Data confidentiality (write-only) would be achievable for these scenarios with the implementation of asymmetric crypto.

Data integrity is a slightly different beast:
While you can use asymmetric cryptography (and a one-time signature scheme) to prove that a given dataset has not been altered, you cannot prevent its complete removal or replacement. That is a problem that requires a storage system that is append-only (and read-only, for some parts).
Thanks to discretionary access control that is relatively straightforward to implement on *nix with a backend such as ssh (using commands like chmod, chown, chattr +i, chattr +a to configure the access policies). append-only backups don't even need to be encrypted to prevent attackers from reading them (that's part of what rsyslog does, for example), but that suddenly makes the backup server an interesting target, and cloning sensitive data to more devices doesn't exactly improve the odds of maintaining data confidentiality.

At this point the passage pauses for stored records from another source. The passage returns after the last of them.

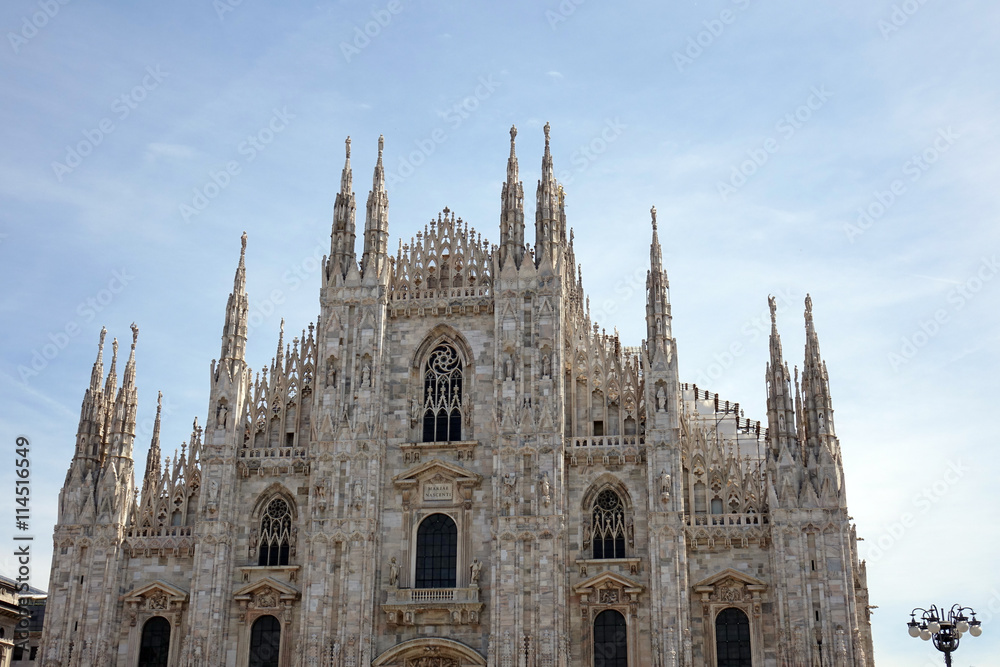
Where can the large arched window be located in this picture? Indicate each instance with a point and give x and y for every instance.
(154, 648)
(610, 640)
(609, 525)
(265, 641)
(443, 395)
(732, 638)
(275, 533)
(437, 552)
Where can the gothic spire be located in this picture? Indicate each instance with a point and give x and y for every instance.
(342, 237)
(512, 210)
(90, 431)
(151, 479)
(780, 404)
(549, 206)
(816, 401)
(126, 406)
(234, 331)
(658, 319)
(375, 256)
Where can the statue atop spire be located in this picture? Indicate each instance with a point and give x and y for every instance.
(375, 257)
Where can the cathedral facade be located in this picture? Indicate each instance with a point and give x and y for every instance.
(453, 467)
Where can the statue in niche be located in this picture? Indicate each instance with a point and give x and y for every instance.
(664, 487)
(508, 367)
(393, 572)
(546, 489)
(509, 480)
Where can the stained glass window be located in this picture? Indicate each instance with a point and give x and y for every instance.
(275, 534)
(609, 525)
(443, 395)
(437, 552)
(610, 640)
(154, 648)
(732, 638)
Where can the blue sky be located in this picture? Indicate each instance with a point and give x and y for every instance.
(847, 150)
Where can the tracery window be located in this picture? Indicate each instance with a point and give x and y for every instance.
(610, 639)
(265, 642)
(443, 395)
(609, 525)
(732, 638)
(154, 648)
(437, 552)
(275, 533)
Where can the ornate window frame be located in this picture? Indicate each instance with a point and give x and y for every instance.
(157, 598)
(264, 500)
(265, 597)
(731, 588)
(434, 487)
(607, 482)
(442, 335)
(604, 591)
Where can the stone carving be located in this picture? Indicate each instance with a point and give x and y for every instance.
(393, 572)
(157, 600)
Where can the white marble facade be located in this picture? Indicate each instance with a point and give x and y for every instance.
(458, 391)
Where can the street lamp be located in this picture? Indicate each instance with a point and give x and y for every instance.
(944, 630)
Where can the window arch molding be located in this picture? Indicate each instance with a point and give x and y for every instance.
(256, 536)
(614, 532)
(442, 334)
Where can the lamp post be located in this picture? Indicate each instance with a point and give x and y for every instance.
(945, 630)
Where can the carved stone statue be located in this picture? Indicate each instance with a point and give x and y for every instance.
(546, 489)
(664, 487)
(393, 572)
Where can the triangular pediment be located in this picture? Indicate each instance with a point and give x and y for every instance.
(283, 590)
(608, 580)
(158, 587)
(729, 573)
(442, 470)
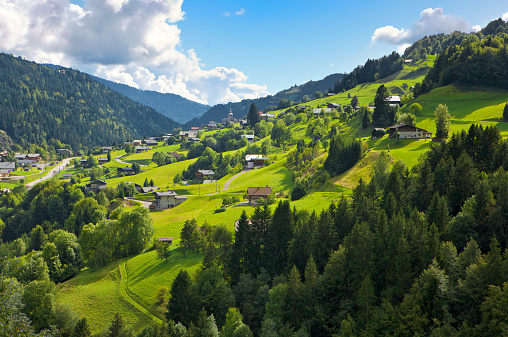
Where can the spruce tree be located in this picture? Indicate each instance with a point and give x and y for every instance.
(253, 115)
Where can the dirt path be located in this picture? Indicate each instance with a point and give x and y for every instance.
(125, 293)
(53, 172)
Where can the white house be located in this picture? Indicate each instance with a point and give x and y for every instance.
(167, 199)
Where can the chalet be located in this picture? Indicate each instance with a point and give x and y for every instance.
(394, 100)
(200, 174)
(125, 171)
(409, 131)
(7, 166)
(254, 193)
(255, 160)
(151, 142)
(167, 199)
(212, 125)
(322, 110)
(95, 186)
(167, 240)
(250, 138)
(148, 189)
(64, 152)
(140, 149)
(102, 160)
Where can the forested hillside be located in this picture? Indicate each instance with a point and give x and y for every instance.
(170, 105)
(294, 94)
(39, 104)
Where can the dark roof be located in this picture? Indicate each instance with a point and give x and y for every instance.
(97, 181)
(261, 191)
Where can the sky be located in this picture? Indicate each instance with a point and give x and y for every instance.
(226, 50)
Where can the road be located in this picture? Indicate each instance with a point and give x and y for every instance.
(53, 172)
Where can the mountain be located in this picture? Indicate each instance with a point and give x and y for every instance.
(240, 109)
(40, 104)
(170, 105)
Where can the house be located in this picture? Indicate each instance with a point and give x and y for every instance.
(409, 131)
(250, 138)
(204, 174)
(151, 142)
(102, 160)
(255, 160)
(322, 110)
(176, 155)
(140, 149)
(255, 193)
(167, 199)
(125, 171)
(64, 152)
(95, 186)
(394, 100)
(7, 166)
(167, 240)
(148, 189)
(212, 125)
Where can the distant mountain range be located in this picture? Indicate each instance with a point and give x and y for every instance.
(173, 106)
(240, 109)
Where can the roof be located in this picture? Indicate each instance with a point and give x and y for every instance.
(148, 189)
(7, 165)
(166, 194)
(206, 172)
(97, 181)
(252, 157)
(261, 191)
(168, 239)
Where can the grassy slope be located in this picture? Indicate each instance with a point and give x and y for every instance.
(146, 273)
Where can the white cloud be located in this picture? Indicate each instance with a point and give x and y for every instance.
(476, 28)
(135, 42)
(432, 21)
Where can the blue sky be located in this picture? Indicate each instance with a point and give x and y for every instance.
(228, 50)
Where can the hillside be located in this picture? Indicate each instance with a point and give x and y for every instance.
(240, 109)
(173, 106)
(39, 104)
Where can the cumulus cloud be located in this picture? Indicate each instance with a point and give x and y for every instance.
(134, 42)
(476, 28)
(432, 21)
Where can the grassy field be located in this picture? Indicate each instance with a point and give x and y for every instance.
(145, 273)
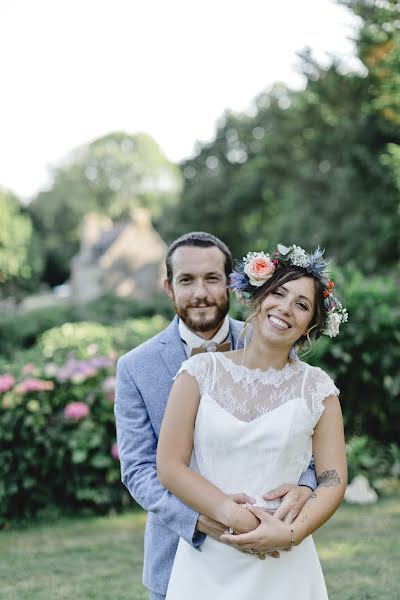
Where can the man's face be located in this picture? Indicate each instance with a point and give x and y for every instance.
(199, 287)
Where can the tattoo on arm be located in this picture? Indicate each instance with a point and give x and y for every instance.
(304, 519)
(329, 479)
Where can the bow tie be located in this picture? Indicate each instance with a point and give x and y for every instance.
(212, 348)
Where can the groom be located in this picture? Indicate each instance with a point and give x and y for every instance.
(198, 268)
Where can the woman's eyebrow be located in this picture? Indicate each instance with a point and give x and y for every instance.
(301, 296)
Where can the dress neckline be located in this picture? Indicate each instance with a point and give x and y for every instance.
(288, 367)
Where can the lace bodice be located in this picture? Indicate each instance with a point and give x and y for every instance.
(248, 394)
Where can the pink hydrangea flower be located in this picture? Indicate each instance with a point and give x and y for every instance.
(114, 451)
(76, 411)
(34, 385)
(6, 383)
(259, 269)
(108, 387)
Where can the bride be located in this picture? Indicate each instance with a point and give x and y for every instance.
(250, 420)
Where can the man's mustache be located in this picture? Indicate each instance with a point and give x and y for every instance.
(201, 304)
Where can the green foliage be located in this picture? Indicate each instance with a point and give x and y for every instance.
(20, 258)
(112, 175)
(22, 330)
(47, 458)
(373, 460)
(364, 358)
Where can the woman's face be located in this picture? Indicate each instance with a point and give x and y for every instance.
(286, 313)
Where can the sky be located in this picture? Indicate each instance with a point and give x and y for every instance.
(74, 70)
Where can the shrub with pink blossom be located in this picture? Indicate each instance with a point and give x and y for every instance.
(76, 411)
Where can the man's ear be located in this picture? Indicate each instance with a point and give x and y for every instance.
(168, 288)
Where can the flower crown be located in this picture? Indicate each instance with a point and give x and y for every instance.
(257, 267)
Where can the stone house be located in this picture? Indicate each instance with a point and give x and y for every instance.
(125, 258)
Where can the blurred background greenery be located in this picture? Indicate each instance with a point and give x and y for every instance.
(315, 166)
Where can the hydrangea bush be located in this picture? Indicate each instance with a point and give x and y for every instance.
(57, 431)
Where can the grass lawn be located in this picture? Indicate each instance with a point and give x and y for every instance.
(101, 558)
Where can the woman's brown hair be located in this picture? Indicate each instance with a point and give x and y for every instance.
(279, 278)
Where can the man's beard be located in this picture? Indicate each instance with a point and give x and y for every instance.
(203, 324)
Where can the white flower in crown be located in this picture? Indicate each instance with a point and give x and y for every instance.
(332, 325)
(258, 267)
(299, 257)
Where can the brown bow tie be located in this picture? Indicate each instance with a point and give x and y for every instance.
(212, 348)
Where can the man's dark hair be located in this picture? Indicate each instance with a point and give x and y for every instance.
(199, 239)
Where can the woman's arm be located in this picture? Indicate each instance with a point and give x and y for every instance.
(329, 452)
(330, 462)
(174, 450)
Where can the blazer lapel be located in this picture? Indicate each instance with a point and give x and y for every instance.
(172, 351)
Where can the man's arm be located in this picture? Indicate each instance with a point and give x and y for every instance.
(137, 446)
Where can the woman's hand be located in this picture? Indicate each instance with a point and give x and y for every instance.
(271, 534)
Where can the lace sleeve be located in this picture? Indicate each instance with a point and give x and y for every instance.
(317, 388)
(199, 366)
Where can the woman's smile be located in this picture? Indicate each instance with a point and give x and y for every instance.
(279, 323)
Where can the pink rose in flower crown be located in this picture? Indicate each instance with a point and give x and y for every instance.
(34, 385)
(259, 268)
(76, 411)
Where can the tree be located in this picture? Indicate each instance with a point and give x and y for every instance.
(20, 257)
(308, 167)
(111, 175)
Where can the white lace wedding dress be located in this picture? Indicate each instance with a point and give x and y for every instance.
(253, 432)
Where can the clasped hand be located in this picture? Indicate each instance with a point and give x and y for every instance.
(273, 532)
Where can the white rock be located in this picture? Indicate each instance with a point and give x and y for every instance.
(360, 492)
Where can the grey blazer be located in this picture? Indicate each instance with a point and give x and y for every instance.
(144, 380)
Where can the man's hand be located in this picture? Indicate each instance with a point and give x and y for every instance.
(293, 497)
(215, 530)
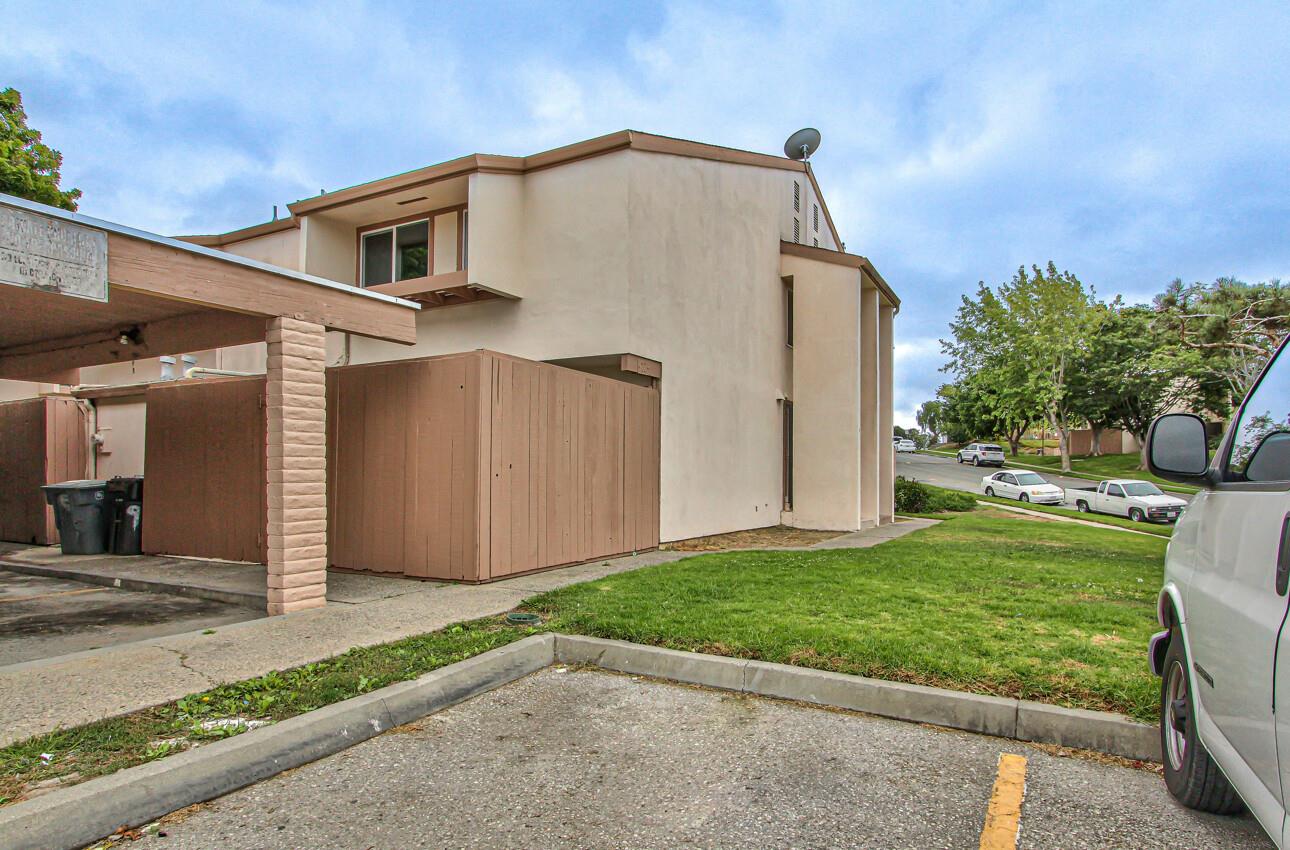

Having asymmetric crypto implemented would enable people to do this kind of backups on dumb, untrusted systems, one of the things restic is all about (apart from the improved deduplication and all the other nice features). I hope this elaboration clarifies my point a bit.

[JensRantil]

This is of interest to us for the two cases described in #187 (comment). I'm subscribing to this thread to keep an eye on this.

[lorenzb]

Regarding data integrity: AFAIK, you can achieve append-only behaviour on Amazon S3 by only granting your IAM credentials the PutObject and GetObject permissions, but withholding the DeleteObject permission.

Regarding data confidentiality, I wanted to mention an attack scenario that is enabled by the use of symmetric crypto:
If an attacker has control over a victim's user account at a point in time where the victim uses restic to perform a backup, he can:

• steal the victim's restic key
• steal the victim's IAM credentials/sftp login/...

The attacker can then immediately wipe any trace of his attack from the victim's system making detection less likely. Since he has stolen the restic key and the credentials for the remote storage system, the victim will conveniently deliver any (backed-up) future data to him: Our attacker only needs to download and decrypt new backups from the remote storage system from time to time.

Asymmetric crypto could help prevent this by allowing the victim to store the key for restoring backups offline.

[JensRantil]

Regarding data integrity: AFAIK, you can achieve append-only behaviour on Amazon S3 by only granting your IAM credentials the PutObject and GetObject permissions, but withholding the DeleteObject permission.

Unfortunately PutObject also gives you privileges to overwrite a previously uploaded file. So, maybe it's not full data integrity?

[viric]

Asymmetric crypto would allow also the usage of an OpenPGP key like yubikey or so.

[viric]

Today I realized that I don't really want support for asymmetric encryption in restic, but support to NOT store the key in the repository. I understand that using asymmetric encryption efficiently would mean that restic can upload new backups without the ability to read the repository, which is quite tricky.

So, for me, it would be fine if I could handle the symmetric key without restic, and it were not uploaded in any way to the repository, no matter what complex KDF is used.